El resultado de estas operaciones (en Joker y en Barbie) es el de objetos culturales de una apariencia inteligentísima, tan cooptados por el control cerebral que cierran las puertas y le niegan a los espectadores (y a la crítica) un espacio para respirar por sí mismos. El interior de las películas aloja lo que esperan que pensemos de ellas, y por cada idea estoicamente ganada, pierden en intensidad y en fuerza. El goce del musical en Joker, por ejemplo, pero además la violencia anárquica a la cual pretende mirar a los ojos, aparecen disciplinadas. Están sujetas a un orden que busca otorgarles un argumento y un objetivo, y que en el proceso las despoja de su visceralidad. Para una película tan preocupada por el desborde de sus criaturas, presenta a la emoción apenas como un paquete. Ha sido clasificado, procesado, relocalizado.
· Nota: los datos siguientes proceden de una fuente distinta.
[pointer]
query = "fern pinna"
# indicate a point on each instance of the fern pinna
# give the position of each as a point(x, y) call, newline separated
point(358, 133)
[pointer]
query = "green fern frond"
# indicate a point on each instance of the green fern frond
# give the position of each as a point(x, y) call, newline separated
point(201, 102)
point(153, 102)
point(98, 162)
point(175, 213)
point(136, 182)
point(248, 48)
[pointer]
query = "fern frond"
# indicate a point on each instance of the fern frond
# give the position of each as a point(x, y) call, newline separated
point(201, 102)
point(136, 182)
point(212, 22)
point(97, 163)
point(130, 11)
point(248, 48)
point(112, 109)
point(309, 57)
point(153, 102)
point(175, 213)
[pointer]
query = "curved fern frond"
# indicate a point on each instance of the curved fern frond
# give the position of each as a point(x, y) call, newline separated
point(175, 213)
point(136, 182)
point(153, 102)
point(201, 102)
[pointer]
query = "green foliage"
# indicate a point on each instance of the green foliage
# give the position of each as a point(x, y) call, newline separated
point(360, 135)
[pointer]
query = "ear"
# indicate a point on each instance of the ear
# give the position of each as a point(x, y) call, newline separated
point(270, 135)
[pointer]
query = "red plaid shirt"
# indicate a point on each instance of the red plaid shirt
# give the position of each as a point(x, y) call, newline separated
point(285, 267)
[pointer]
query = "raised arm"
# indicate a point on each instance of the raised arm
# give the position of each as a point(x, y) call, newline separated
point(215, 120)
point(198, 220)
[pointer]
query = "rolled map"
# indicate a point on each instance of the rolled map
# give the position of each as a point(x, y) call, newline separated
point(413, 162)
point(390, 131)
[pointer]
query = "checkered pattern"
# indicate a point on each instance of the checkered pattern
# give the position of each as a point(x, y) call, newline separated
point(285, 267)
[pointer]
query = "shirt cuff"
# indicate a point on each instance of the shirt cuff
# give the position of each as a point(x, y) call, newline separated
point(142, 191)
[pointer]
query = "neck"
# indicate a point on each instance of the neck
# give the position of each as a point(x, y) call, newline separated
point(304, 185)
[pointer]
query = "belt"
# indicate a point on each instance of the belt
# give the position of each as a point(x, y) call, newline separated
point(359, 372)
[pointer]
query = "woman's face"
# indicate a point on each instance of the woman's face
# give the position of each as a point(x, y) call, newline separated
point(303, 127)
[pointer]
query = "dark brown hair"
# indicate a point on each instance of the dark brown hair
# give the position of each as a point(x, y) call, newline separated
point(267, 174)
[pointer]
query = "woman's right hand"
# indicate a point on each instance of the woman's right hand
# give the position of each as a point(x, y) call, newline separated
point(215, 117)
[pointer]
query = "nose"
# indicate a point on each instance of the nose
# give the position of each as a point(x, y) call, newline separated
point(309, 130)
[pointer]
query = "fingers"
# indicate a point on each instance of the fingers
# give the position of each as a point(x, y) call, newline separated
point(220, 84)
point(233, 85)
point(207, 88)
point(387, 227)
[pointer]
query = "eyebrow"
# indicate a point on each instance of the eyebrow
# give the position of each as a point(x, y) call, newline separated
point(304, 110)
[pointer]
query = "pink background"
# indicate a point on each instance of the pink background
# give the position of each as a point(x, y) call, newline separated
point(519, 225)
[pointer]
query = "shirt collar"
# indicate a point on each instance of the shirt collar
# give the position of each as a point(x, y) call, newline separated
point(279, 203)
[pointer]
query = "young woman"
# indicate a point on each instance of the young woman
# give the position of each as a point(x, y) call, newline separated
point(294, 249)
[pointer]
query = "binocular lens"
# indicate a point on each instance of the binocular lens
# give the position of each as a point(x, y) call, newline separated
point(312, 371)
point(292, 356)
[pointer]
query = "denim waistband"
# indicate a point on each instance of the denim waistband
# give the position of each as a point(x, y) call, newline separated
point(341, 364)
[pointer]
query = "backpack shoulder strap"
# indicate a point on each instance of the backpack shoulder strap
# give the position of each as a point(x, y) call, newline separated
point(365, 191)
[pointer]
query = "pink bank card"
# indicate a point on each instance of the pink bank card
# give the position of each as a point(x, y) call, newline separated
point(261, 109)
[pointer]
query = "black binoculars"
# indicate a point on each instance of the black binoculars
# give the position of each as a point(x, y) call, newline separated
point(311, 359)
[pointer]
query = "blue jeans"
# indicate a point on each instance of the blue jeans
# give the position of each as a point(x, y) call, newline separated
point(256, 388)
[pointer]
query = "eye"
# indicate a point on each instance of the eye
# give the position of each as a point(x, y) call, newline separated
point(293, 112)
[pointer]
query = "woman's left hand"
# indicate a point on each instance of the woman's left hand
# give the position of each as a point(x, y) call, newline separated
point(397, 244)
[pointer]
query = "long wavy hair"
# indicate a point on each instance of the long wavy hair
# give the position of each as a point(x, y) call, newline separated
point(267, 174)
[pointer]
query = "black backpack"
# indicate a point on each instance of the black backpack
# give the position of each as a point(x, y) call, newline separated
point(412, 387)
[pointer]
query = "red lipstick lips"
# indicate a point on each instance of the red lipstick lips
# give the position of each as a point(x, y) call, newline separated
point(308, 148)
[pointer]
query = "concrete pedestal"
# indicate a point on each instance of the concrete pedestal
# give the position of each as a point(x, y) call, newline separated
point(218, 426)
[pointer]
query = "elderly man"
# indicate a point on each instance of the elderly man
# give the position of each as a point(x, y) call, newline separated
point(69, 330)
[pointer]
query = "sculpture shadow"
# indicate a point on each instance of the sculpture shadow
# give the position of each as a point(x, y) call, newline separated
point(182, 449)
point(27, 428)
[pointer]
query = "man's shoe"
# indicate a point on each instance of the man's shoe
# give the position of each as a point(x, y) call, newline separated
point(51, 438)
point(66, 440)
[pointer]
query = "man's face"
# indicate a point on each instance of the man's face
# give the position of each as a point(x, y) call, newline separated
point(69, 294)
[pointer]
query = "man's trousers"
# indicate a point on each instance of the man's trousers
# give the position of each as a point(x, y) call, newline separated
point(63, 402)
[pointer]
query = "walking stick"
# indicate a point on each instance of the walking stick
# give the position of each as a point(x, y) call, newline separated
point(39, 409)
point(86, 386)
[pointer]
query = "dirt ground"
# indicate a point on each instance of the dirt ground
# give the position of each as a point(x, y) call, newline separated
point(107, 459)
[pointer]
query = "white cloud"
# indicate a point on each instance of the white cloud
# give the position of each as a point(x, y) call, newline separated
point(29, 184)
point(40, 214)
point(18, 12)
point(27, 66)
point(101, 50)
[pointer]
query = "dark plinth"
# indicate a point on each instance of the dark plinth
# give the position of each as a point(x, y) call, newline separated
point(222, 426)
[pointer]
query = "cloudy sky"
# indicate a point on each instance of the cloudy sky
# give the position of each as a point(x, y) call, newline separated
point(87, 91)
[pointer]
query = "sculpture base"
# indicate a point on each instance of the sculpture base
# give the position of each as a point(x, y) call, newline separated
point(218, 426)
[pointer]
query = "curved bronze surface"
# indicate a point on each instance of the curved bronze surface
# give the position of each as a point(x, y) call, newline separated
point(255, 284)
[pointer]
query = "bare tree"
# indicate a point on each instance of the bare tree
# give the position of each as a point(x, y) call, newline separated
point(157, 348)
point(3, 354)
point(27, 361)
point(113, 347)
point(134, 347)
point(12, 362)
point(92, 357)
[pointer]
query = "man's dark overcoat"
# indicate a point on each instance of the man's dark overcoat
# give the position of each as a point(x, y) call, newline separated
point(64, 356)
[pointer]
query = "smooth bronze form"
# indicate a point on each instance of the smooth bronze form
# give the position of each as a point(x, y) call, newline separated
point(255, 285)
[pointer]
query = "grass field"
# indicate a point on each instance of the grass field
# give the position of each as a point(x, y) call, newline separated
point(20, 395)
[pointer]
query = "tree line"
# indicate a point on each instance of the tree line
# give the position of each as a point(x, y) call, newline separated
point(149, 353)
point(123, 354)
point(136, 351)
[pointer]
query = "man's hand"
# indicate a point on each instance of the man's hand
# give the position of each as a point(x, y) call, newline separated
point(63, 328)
Incluso la misma puesta en escena encarna aquella lógica sofocante. En un momento, Lee agarra su labial rojo y dibuja una sonrisa sobre el vidrio de una cabina, mientras del otro lado se ve el rostro desenfocado de Fleck. Cuando el fondo recupera la nitidez, el protagonista tuerce la cabeza y sonríe justo detrás del labial, haciendo coincidir su gesto sonso con el dibujo. La película está llena de esas imágenes falsas. Hay otra donde los enamorados se besan adelante de un incendio, y otra donde se pasan el humo del cigarrillo de boca en boca a través de las rejas carcelarias. Phillips se esfuerza por parir momentos icónicos, fácilmente extraíbles del contexto de la película y adaptables a la forma de stickers, gifs y videos-pestañeos que pueden colgarse en el museo de Internet. Es esa capacidad de funcionar aisladamente, de forma descontextualizada, la que explica su propia cualidad en la película. Engendran una emoción inorgánica, entrometida a los empujones. Nunca invocada por el film, sino por su creador.
Phillips ha concebido una película paradójica. Coquetea con el entretenimiento, sólo para presentarse con la superioridad solemne del anti-entretenimiento. Levanta la frente para presentarse como un hecho artístico, pero permanece maniatada de brazos y piernas a su esquematismo. Demasiado desconfiada para ser una cosa u otra, pero demasiado dicotómica como para crear un terreno intermedio, la nueva Joker se mimetiza con su personaje. Los dos, atrapados en una crisis identitaria.
Guasón 2: Folie à Deux / Joker: Folie à Deux, EE.UU., 2024.
Dirigida por Todd Phillips.
Escrita por Todd Phillips y Scott Silver.